Quarantining and/or testing upon arrival. Can you spend a couple of days in quarantine once you get to your destination? Would you have access to testing (with results in under 24 hours) upon your arrival, or would you be able to bring rapid tests with you?
Who you’re spending time with. Among the family you’d be visiting, is everyone vaccinated (besides young children)? If anyone is not vaccinated, could your potential travel be a motivator to help convince them to get vaccinated? Does the group include seniors or people with health conditions that put them at high risk for COVID-19, and if so, can they get booster shots?
Activities that you do at your destination. Would you be able to have large gatherings outside, or in a well-ventilated space? What else can you do to reduce the risk of these activities?
Like other activities, travel can be relatively safe or fairly dangerous depending on the precautions that you’re able to take, and depending on COVID-19 case rates where you live and at your destination. And, like other activities, your choice to travel or not travel depends a lot on your personal risk tolerance. Nothing is zero-risk right now; each person has a threshold that determines what level of COVID-19 risk they are and are not comfortable taking.

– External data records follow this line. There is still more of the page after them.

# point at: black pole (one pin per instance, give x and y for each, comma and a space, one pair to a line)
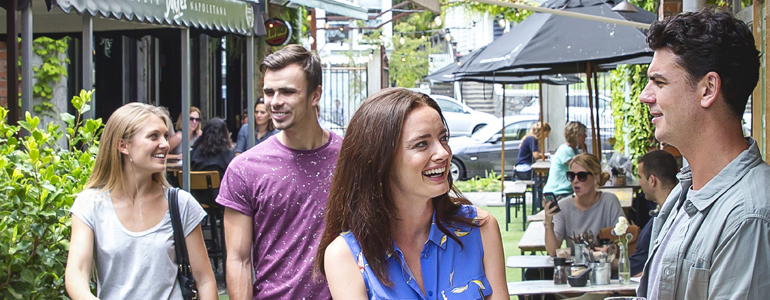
12, 43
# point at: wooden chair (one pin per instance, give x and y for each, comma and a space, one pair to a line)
515, 197
606, 233
204, 186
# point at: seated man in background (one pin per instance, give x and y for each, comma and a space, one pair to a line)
657, 176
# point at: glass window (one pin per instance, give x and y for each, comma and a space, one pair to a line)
517, 131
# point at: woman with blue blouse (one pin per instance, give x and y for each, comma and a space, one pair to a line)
393, 230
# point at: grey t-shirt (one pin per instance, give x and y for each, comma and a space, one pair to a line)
134, 265
604, 213
681, 222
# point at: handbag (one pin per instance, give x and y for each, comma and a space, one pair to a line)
184, 276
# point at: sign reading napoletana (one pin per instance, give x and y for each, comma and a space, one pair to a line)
224, 15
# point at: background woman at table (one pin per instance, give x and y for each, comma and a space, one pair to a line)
175, 141
121, 220
212, 151
529, 151
264, 127
588, 209
575, 135
392, 229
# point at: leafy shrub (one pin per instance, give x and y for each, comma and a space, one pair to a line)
477, 184
38, 183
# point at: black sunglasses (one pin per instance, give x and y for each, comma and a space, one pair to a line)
582, 176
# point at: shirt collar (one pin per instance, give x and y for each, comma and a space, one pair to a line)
726, 178
435, 236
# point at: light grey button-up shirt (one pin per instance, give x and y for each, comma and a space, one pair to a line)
724, 251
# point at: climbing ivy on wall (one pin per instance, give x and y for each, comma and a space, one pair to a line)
51, 71
633, 122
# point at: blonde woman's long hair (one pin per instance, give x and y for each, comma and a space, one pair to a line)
123, 124
537, 131
592, 165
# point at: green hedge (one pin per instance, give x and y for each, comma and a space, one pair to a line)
39, 180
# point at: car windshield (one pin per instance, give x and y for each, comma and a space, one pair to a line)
486, 132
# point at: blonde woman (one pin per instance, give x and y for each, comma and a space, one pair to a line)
575, 134
121, 220
588, 209
529, 151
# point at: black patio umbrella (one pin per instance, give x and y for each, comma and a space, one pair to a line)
564, 44
447, 74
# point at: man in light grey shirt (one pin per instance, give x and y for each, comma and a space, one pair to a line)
711, 239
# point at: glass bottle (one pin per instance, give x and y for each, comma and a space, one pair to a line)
624, 266
560, 270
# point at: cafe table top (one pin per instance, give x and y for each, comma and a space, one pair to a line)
529, 261
547, 287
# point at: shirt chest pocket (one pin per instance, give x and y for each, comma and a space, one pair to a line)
473, 289
697, 279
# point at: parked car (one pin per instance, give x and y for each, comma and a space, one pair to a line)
461, 119
480, 153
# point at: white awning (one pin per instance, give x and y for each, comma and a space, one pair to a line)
339, 7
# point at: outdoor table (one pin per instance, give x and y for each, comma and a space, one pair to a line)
529, 261
547, 287
533, 239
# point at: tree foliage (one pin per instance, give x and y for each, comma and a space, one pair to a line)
409, 61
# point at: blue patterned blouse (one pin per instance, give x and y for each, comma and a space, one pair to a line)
448, 270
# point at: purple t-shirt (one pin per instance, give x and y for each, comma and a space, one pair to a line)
285, 190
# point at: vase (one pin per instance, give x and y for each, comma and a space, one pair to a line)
624, 266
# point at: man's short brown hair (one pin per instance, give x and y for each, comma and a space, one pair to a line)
295, 54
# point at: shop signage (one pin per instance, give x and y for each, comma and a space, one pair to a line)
278, 32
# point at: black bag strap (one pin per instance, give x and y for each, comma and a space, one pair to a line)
180, 247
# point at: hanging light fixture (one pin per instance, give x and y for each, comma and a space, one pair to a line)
624, 6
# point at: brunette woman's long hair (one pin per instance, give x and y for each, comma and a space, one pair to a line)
360, 198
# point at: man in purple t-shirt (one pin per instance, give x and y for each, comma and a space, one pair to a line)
275, 193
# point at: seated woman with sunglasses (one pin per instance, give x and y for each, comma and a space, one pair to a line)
587, 209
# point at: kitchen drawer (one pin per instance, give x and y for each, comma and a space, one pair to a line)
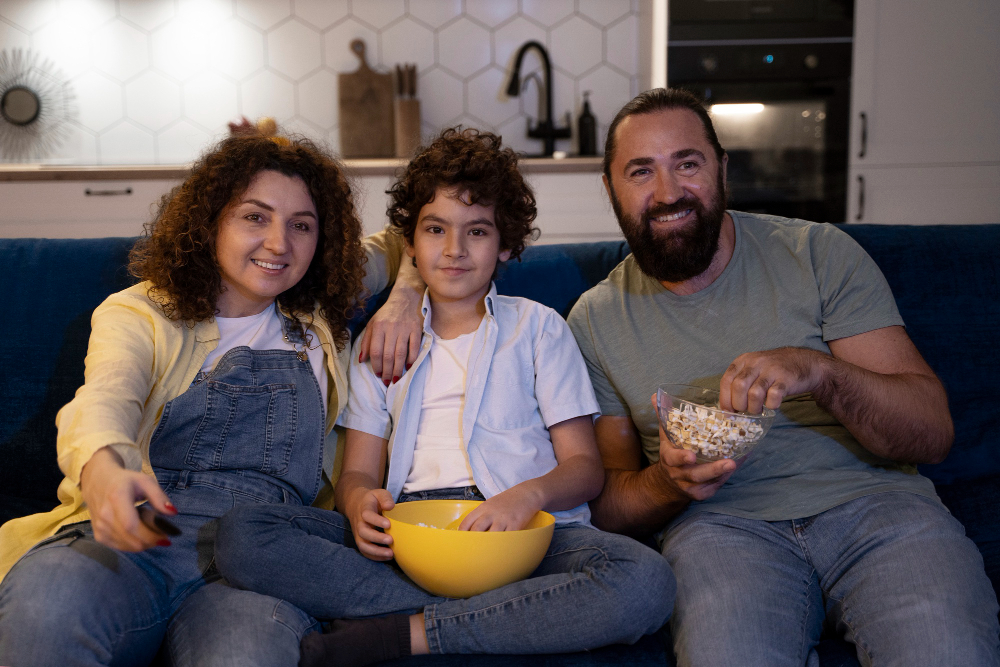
78, 209
924, 195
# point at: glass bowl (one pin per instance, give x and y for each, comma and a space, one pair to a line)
692, 419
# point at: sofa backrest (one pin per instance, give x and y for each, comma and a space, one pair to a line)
946, 280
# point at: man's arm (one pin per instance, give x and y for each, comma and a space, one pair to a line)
876, 384
639, 501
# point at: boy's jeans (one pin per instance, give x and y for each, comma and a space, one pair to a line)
592, 588
892, 572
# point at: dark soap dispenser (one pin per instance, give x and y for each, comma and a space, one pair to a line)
587, 128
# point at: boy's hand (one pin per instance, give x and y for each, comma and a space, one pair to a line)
366, 520
510, 510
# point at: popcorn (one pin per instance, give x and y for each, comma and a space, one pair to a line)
711, 434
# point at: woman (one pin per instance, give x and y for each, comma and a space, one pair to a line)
221, 374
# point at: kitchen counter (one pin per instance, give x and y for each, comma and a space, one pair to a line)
46, 172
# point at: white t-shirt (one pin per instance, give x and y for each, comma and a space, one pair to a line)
440, 460
263, 332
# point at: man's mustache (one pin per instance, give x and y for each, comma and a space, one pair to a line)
668, 209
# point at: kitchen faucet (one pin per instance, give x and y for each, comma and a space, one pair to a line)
545, 129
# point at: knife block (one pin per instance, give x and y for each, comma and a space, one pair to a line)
407, 117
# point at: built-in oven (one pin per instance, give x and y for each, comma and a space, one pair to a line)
776, 75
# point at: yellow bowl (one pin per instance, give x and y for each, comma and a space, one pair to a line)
460, 563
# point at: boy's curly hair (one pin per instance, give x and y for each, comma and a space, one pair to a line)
177, 252
472, 162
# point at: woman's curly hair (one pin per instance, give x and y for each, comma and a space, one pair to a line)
177, 252
472, 162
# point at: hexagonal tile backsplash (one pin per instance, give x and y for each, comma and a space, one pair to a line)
156, 80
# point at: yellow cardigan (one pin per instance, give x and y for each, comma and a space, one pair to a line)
138, 361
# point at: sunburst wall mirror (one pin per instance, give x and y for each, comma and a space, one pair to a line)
36, 107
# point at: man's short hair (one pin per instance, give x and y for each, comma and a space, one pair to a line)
660, 99
473, 163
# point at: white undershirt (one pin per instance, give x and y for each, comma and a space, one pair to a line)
263, 332
440, 460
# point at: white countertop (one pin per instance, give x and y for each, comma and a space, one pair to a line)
387, 167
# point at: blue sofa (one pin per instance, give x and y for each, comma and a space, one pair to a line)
946, 280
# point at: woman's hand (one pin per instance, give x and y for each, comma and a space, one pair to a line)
509, 510
111, 492
366, 519
392, 337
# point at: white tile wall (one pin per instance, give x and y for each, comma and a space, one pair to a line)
154, 81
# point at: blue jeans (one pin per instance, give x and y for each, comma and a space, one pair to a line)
892, 572
225, 441
591, 589
73, 601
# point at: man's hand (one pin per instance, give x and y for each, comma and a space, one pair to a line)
111, 492
762, 379
365, 515
392, 337
510, 510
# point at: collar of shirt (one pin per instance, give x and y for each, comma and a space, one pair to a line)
425, 308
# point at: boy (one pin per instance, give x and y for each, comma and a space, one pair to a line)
498, 407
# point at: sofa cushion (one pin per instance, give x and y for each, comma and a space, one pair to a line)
50, 293
946, 280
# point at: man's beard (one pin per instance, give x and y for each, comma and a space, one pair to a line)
680, 254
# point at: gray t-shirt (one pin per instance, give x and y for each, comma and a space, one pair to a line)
789, 283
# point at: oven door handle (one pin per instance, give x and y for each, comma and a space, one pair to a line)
864, 134
861, 198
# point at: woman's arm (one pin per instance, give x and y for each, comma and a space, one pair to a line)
98, 429
392, 338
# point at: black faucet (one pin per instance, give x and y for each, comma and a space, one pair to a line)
545, 130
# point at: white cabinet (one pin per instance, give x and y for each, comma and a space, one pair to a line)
925, 128
78, 209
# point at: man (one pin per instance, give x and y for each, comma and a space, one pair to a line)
826, 521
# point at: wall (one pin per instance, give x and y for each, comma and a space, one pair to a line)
157, 80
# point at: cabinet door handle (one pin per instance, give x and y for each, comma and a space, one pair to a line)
107, 193
861, 198
864, 134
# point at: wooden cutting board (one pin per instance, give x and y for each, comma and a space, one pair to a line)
365, 100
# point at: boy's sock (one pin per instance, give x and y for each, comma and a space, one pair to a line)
357, 643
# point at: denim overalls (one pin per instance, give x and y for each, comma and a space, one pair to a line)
250, 431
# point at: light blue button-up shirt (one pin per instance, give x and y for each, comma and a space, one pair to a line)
525, 373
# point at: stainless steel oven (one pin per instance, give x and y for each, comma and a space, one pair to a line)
779, 93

Through some self-reflection, you can determine if travel is above or below your risk threshold.
Why are policies so different now than they were at this time last year?
Public health tends to go through cycles of “panic” and “neglect.” Ed Yong’s latest feature goes into the history of this phenomenon:
Almost 20 years ago, the historians of medicine Elizabeth Fee and Theodore Brown lamented that the U.S. had “failed to sustain progress in any coherent manner” in its capacity to handle infectious diseases. With every new pathogen—cholera in the 1830s, HIV in the 1980s—Americans rediscover the weaknesses in the country’s health system, briefly attempt to address the problem, and then “let our interest lapse when the immediate crisis seems to be over,” Fee and Brown wrote. The result is a Sisyphean cycle of panic and neglect that is now spinning in its third century. Progress is always undone; promise, always unfulfilled. Fee died in 2018, two years before SARS-CoV-2 arose. But in documenting America’s past, she foresaw its pandemic present—and its likely future.

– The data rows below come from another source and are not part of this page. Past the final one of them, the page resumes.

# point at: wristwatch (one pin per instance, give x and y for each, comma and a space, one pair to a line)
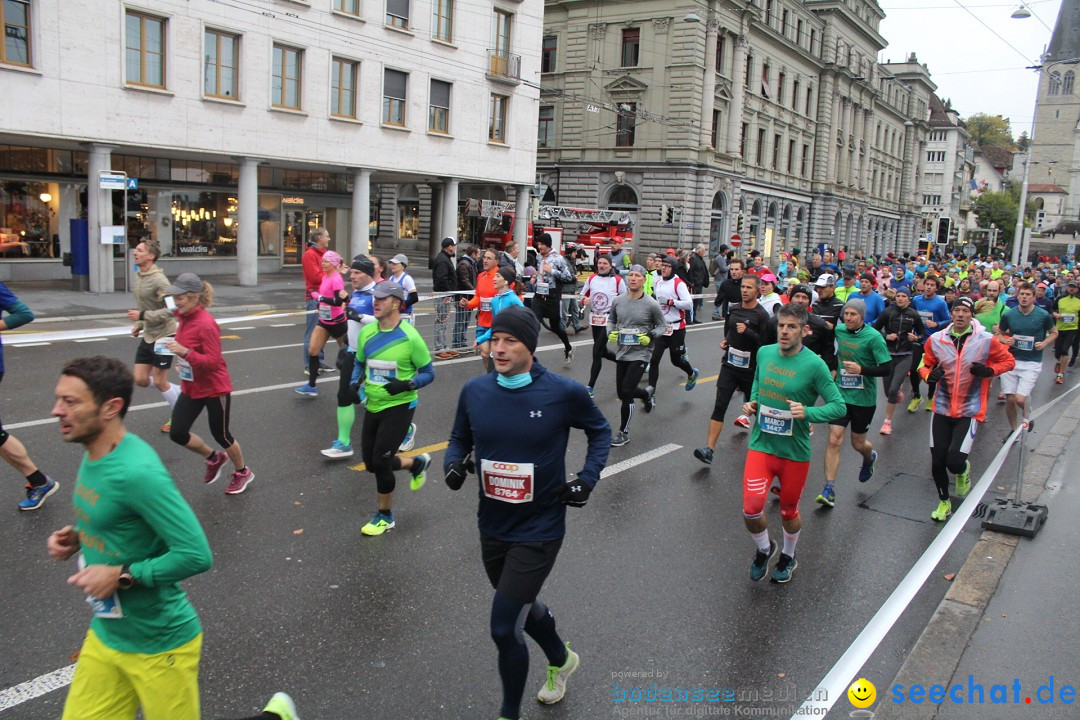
126, 581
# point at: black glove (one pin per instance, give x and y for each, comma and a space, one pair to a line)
576, 493
395, 385
936, 374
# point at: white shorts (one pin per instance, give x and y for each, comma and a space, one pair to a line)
1021, 379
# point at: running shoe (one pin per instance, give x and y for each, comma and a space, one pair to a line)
214, 465
282, 705
379, 524
239, 481
338, 449
409, 440
418, 471
760, 564
554, 687
785, 566
963, 480
866, 472
827, 497
36, 496
944, 510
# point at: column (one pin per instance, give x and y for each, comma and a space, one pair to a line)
99, 213
709, 89
738, 94
522, 219
247, 233
449, 223
359, 232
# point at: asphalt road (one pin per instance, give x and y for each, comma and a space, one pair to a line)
651, 580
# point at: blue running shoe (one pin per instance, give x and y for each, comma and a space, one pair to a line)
866, 472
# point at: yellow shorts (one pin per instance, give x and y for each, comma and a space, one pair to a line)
112, 685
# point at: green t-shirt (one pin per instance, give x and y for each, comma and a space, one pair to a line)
1026, 330
129, 512
389, 354
866, 348
1069, 308
778, 379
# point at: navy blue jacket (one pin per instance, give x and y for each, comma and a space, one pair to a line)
528, 424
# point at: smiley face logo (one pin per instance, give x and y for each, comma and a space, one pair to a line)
862, 693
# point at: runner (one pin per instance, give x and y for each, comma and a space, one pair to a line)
1026, 330
552, 274
597, 294
743, 331
902, 327
1066, 312
960, 358
518, 423
862, 353
675, 303
787, 382
395, 364
39, 486
153, 321
329, 297
360, 312
634, 322
204, 383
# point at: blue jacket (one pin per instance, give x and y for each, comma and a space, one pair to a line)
529, 424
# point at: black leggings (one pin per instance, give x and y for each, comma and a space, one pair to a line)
552, 311
628, 376
675, 343
187, 410
950, 440
601, 353
382, 434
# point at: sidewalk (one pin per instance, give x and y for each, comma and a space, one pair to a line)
1011, 612
55, 300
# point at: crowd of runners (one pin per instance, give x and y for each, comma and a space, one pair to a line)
801, 345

During the COVID-19 pandemic, the U.S. took a nosedive into the “neglect” cycle before we were even finished with the “panic” cycle. Congress has already slashed its funding for future pandemic preparedness, while state and local governments across the country restrict the powers of public health officials. As a result, we’re seeing an “everyone for themselves” attitude at a time when we should be seeing new mask mandates, restrictions on public activities, and other safety measures.
Basically, America decided the pandemic was over and acted accordingly—and if you get COVID-19 now, it’s “your fault for not being vaccinated.” This phenomenon has been especially pronounced in rural areas, which struggled a lot (but saw few cases) during spring 2020 lockdowns and are extremely hesitant to do anything approaching a “lockdown” again.
We need an attitude shift—and more investment in public health—to actually end this pandemic and prepare for the next health crisis. Yong’s feature goes into this in more detail; definitely give that a read if you haven’t yet.
When is this going to be over?!?
Unfortunately, this is very hard to predict—even for the expert epidemiologists and computational biologists who make the models. Check out the CDC’s compilation of COVID-19 case models: most of them agree that cases will keep going down in the coming weeks, but they’re kind of all over the place.
Last week, I summarized two stories—from The Atlantic and STAT News—that discuss the coming winter, and kind of get at this question. It’s possible that cases keep declining from their present numbers, and that the Delta surge we just faced is the last major surge in the U.S. It’s also possible that a new variant arises out of Delta and sends us into yet another new surge. If that happens, more people will be protected by vaccination and prior infection, but healthcare systems could come under strain once again.
As long as the coronavirus continues spreading somewhere in the world, it will continue to pose risk to everyone—able to cause new outbreaks and mutate into new variants. This will continue until the vast majority of the world is vaccinated. And then, at some point, the coronavirus will probably become endemic, meaning it persists in the population at some kind of “acceptable” threshold. Just like the flu.
Dr. Ellie Murray, epidemiologist at Boston University’s School of Public Health, explained how a pandemic becomes endemic in a recent Twitter thread:
Everyone keeps talking about covid becoming endemic, but as I listen to the conversation, it’s becoming more & more clear to me that very few of you know what “endemic” means.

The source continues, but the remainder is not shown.